April 10, 2015 by David Isenberg Follow @vanidan @vanidan

A NATO "Global Hawk" unmanned aerial vehicle (drone) used for reconnaissance, photographed on July 24 2010. Hundreds of support personnel are required every time drones take flight, and these roles are increasingly filled with private contractors. (Flickr / Anguskirk)

A NATO “Global Hawk” unmanned aerial vehicle (drone) used for reconnaissance, photographed on July 24 2010. Hundreds of support personnel are required every time drones take flight, and these roles are increasingly filled with private contractors. (Flickr / Anguskirk)

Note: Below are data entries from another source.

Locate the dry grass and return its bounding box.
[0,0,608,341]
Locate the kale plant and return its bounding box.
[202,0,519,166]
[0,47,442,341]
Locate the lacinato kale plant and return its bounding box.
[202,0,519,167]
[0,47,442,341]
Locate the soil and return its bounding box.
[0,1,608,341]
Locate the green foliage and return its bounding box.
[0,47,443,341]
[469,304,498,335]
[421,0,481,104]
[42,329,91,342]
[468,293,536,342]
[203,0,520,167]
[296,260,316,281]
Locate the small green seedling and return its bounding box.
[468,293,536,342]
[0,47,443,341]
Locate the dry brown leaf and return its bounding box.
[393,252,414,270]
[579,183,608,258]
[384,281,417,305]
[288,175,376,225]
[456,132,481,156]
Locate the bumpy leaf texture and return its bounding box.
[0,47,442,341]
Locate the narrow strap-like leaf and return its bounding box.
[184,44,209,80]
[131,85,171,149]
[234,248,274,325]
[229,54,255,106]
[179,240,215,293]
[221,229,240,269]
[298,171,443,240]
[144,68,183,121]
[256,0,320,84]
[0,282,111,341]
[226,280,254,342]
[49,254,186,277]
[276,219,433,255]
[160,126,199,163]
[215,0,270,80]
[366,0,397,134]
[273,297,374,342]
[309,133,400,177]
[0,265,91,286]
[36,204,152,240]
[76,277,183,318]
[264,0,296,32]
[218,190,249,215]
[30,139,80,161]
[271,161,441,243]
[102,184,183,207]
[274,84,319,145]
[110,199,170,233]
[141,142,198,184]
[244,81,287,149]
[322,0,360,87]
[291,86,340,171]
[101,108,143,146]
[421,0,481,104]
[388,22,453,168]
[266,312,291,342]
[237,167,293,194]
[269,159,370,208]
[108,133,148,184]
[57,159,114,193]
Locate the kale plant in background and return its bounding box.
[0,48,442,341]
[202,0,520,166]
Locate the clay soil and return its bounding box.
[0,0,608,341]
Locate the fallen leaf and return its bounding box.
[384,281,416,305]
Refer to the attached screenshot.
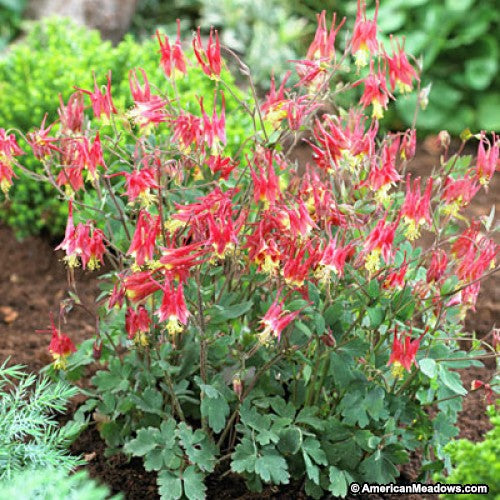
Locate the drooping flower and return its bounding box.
[475,133,500,186]
[125,306,151,346]
[401,174,432,241]
[361,218,399,274]
[156,283,189,335]
[127,210,160,266]
[258,290,301,345]
[385,35,418,94]
[351,0,378,68]
[37,315,76,370]
[368,136,401,204]
[156,19,187,78]
[426,248,448,283]
[193,28,222,79]
[442,175,480,217]
[387,326,427,378]
[123,271,161,302]
[0,128,24,195]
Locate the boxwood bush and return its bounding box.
[0,18,249,237]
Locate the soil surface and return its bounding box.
[0,143,500,500]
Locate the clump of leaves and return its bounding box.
[0,467,123,500]
[0,361,82,480]
[4,2,500,500]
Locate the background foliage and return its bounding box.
[0,19,248,236]
[135,0,500,134]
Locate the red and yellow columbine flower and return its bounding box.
[368,137,401,204]
[426,248,448,283]
[361,218,399,274]
[401,174,432,241]
[127,210,160,267]
[475,133,499,186]
[156,283,189,335]
[258,290,300,345]
[387,327,427,378]
[351,0,378,68]
[156,19,187,78]
[385,35,418,94]
[0,128,24,196]
[125,306,151,346]
[193,28,222,80]
[442,176,480,217]
[37,315,76,370]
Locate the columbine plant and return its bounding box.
[0,2,499,499]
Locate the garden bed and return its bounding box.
[0,147,500,499]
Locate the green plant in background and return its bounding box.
[0,362,83,480]
[0,0,26,50]
[0,19,249,236]
[0,468,123,500]
[434,405,500,500]
[200,0,304,88]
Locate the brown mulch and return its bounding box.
[0,143,500,500]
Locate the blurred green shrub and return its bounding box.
[0,468,123,500]
[133,0,500,134]
[434,405,500,500]
[0,0,26,50]
[0,19,248,237]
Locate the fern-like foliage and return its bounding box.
[0,361,82,480]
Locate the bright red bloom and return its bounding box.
[306,10,345,62]
[382,255,408,289]
[400,128,417,161]
[121,168,159,207]
[27,114,59,160]
[205,155,239,180]
[127,210,160,266]
[57,92,84,134]
[170,111,203,150]
[128,68,169,127]
[193,28,222,79]
[475,133,499,186]
[258,290,301,345]
[247,149,281,208]
[385,35,418,94]
[75,71,117,119]
[260,71,292,128]
[401,174,432,241]
[426,248,448,283]
[315,236,354,278]
[443,176,480,217]
[200,91,226,152]
[360,218,399,273]
[37,315,76,370]
[387,327,425,378]
[0,128,24,195]
[156,283,189,335]
[351,0,378,67]
[125,306,151,345]
[156,19,187,78]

If there is one constant in the private military and security contracting industry it is that nobody has a good record in predicting what the industry will be doing in the future. And much of the time the public is relatively clueless about what they are currently doing

In the 1980s, when the U.S. Army came up with the U.S. Logistics Civil Augmentation Program (LOGCAP) program to help provide logistics support to U.S. forces globally nobody foresaw just how massive that support would become in Iraq or Afghanistan, let alone the major presence of gun-toting private security contractors.

In the early 2000s, nobody envisioned that the threat of pirates in Somalia and elsewhere attacking commercial shipping would produce a private maritime security industry that now numbers in the hundreds of companies.

Until the revelations of Edward Snowden, most of the public was unaware about just how much the intelligence community depended on private contractors.

The only thing one can say with reasonably certainty is that if there is a way to make money off of it private contractors will be there to make a contract bid.

So, now that Iraq is mostly a memory for contractors, although the threat of ISIS is bringing up the numbers a bit, and Afghanistan is trending downwards to the inevitable zero it is a good time to ask what other things private contractors are into these days, aside from logistics and security details.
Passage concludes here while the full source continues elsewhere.